Boise State Football

Instant Analysis: Boise State, Rypien flop in showdown with San Diego State

This was supposed to be the year that the Boise State football team’s offense was electric again.

It was supposed to be the year that senior quarterback Brett Rypien took his expected place among the nation’s best passers.

It certainly wasn’t supposed to be the year that the Broncos played two of their worst games in recent history in the first six weeks of the season.

But that’s where the Broncos stand after an almost-unthinkable flop Saturday afternoon at Albertsons Stadium — just three weeks after a blowout loss at not-very-good Oklahoma State.

San Diego State (4-1, 1-0 MW), which is building a case as the Mountain West’s best football program, beat Boise State 19-13. The Broncos scored their only points of the first half on a 4-yard touchdown drive after the Aztecs muffed a punt. Quarterback Brett Rypien looked confused, throwing two interceptions in the first half, taking sacks when he had time to throw and firing a bunch of passes that didn’t come close to the intended mark.

[Related: Boise State offense wilts in the daylight; Rocky Long makes himself at home on Blue; scoring summary]

Rypien finished 21-for-41 for 170 yards with the two picks and four sacks. He ended the game with two awful decisions, an intentional grounding penalty on second-and-2 and a never-had-a-chance deep ball into triple coverage on fourth-and-9. The Broncos had gotten the ball down six with 1:59 to go and a chance to win.

Coach Bryan Harsin, who lost at home for the fourth time in his five seasons, placed the blame for Rypien’s ugly day on the protection, which seemed better than at Oklahoma State but still wasn’t good enough. Rypien wasn’t available to the media.

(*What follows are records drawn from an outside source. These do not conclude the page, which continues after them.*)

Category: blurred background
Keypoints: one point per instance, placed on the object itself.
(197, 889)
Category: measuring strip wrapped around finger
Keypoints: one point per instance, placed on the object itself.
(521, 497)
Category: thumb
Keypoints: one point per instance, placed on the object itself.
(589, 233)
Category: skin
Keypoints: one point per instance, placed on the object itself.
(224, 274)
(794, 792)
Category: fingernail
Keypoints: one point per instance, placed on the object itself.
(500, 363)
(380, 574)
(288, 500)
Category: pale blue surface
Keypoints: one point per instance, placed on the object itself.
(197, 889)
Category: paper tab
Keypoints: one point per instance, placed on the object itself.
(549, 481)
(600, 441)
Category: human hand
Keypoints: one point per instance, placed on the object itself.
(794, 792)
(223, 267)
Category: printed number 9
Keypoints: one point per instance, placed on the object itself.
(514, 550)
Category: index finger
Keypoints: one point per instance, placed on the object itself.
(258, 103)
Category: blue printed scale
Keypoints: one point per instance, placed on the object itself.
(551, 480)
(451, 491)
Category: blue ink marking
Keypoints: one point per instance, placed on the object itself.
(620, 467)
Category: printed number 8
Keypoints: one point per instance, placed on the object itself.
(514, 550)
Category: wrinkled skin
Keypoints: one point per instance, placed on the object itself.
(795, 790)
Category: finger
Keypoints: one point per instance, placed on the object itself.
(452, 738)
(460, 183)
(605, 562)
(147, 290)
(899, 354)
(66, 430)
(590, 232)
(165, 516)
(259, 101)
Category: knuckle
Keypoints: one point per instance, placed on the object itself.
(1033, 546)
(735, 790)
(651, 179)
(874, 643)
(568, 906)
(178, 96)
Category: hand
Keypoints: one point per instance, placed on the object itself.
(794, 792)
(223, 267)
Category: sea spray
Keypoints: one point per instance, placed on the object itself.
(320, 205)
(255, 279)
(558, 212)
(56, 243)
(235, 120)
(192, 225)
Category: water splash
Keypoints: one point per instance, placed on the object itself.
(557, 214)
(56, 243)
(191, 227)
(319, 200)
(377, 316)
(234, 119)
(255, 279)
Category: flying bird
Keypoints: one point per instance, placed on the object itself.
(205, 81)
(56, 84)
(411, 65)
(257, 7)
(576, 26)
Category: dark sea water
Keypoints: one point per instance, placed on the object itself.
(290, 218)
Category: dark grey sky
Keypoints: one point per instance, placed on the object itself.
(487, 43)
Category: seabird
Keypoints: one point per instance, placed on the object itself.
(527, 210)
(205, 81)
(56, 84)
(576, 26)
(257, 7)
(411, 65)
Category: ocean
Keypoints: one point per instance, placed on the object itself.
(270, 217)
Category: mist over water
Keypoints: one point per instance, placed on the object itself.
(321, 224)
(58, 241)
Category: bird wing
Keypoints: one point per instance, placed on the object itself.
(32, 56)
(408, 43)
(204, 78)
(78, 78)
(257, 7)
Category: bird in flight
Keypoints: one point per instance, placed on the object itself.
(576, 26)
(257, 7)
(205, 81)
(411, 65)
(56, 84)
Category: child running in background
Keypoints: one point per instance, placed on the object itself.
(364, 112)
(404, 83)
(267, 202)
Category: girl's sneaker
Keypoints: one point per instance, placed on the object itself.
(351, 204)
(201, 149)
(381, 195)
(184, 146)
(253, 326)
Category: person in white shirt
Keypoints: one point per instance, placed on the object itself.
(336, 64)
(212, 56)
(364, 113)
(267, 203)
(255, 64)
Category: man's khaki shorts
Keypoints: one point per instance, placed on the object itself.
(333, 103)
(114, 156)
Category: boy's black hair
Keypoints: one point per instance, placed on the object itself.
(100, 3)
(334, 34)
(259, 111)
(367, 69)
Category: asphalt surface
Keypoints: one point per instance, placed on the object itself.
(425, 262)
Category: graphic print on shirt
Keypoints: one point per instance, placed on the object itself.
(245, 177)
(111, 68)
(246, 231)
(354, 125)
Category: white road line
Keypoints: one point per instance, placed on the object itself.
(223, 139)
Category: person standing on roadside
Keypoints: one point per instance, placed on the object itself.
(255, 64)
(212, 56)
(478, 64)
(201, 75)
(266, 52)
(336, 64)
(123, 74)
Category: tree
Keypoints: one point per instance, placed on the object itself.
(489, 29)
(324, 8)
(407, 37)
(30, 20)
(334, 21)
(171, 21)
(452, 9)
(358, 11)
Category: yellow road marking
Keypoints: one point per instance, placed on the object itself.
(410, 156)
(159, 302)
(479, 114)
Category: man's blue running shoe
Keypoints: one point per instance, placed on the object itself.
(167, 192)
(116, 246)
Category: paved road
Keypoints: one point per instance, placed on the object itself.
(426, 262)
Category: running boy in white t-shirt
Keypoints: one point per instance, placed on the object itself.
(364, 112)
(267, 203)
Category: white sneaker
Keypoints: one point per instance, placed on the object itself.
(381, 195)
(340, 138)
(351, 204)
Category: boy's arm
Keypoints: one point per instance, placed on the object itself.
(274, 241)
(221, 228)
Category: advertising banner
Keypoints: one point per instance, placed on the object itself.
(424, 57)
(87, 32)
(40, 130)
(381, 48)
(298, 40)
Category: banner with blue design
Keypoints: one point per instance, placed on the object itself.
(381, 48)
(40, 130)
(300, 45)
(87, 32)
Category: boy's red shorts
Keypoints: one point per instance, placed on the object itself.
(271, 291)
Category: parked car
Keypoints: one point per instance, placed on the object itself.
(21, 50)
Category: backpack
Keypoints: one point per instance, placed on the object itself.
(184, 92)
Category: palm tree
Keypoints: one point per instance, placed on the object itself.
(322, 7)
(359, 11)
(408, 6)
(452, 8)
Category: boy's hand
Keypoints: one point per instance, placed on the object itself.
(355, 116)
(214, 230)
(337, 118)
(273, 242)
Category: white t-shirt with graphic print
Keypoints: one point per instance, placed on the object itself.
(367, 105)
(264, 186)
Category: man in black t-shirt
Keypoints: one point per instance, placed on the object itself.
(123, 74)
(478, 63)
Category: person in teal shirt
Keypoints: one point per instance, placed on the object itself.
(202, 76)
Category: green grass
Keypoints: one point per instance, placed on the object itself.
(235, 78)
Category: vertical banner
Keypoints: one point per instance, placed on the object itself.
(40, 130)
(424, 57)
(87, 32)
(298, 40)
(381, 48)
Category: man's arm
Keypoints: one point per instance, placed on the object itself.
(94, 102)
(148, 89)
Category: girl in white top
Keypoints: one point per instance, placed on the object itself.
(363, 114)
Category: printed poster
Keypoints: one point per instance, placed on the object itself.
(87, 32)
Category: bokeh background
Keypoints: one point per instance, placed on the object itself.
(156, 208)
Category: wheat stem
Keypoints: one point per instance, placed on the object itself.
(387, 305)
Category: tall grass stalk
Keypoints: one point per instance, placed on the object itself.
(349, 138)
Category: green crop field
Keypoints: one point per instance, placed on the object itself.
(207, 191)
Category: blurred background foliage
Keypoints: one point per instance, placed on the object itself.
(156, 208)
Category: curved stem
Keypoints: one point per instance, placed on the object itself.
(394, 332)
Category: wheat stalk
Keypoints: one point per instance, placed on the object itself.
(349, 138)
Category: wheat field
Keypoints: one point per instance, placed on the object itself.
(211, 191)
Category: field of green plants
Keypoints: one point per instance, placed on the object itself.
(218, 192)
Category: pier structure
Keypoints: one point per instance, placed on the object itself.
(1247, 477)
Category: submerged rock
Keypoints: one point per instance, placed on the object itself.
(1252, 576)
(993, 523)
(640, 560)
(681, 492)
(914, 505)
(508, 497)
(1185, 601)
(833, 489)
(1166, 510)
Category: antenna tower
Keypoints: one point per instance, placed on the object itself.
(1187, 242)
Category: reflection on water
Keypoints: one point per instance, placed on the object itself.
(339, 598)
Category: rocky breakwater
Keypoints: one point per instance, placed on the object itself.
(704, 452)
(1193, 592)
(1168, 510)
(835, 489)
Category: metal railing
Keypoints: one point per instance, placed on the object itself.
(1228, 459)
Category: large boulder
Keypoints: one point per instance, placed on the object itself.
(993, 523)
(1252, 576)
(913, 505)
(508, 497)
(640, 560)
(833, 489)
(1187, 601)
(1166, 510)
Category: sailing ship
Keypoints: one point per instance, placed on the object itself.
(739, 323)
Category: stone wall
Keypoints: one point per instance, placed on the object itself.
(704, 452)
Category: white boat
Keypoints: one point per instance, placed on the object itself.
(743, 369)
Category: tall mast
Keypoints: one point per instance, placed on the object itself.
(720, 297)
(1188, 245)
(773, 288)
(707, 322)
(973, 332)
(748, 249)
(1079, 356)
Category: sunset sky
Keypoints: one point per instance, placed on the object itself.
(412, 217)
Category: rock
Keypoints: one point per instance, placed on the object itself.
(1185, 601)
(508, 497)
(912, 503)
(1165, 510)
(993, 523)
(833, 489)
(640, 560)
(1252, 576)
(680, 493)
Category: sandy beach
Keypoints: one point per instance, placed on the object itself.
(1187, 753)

“I thought Brett showed extreme toughness today,” Harsin said. “Bottom line, he can’t protect himself out there.”

It got so bad for the Broncos’ offense that they turned to redshirt freshman backup Chase Cord early in the fourth quarter, trailing 13-7. Cord, who operates the running attack the Broncos used with senior QB Montell Cozart to close out the Aztecs last year, ran four straight plays and had the team moving until a holding penalty sabotaged the drive. Rypien came back in and completed a pass but his third-and-6 throw went through the arms of true freshman wide receiver Khalil Shakir.

The Broncos punted, and moments later San Diego State busted a 72-yard touchdown run for a 19-7 lead.

[Related: Sports Pass subscription offers a year of sports coverage for $30; The 208 Podcast features Dave Southorn]

Cord stayed in the game for much of the next drive, with Rypien coming in to throw an incompletion on third-and-5.

It was a stunning turn of events considering Rypien had thrown 12 touchdown passes and no interceptions while leading the Broncos to a 3-1 record to start the season.

But Rypien had a chance for redemption, returning to run the hurry-up offense. He led a touchdown drive to make it 19-13 and got the ball with 1:59 on the clock, no timeouts and 67 yards to go. The Broncos didn’t even manage a first down.

“We knew how much time we had, we knew how many timeouts we didn’t have and we didn’t get it done,” tailback Alexander Mattison said.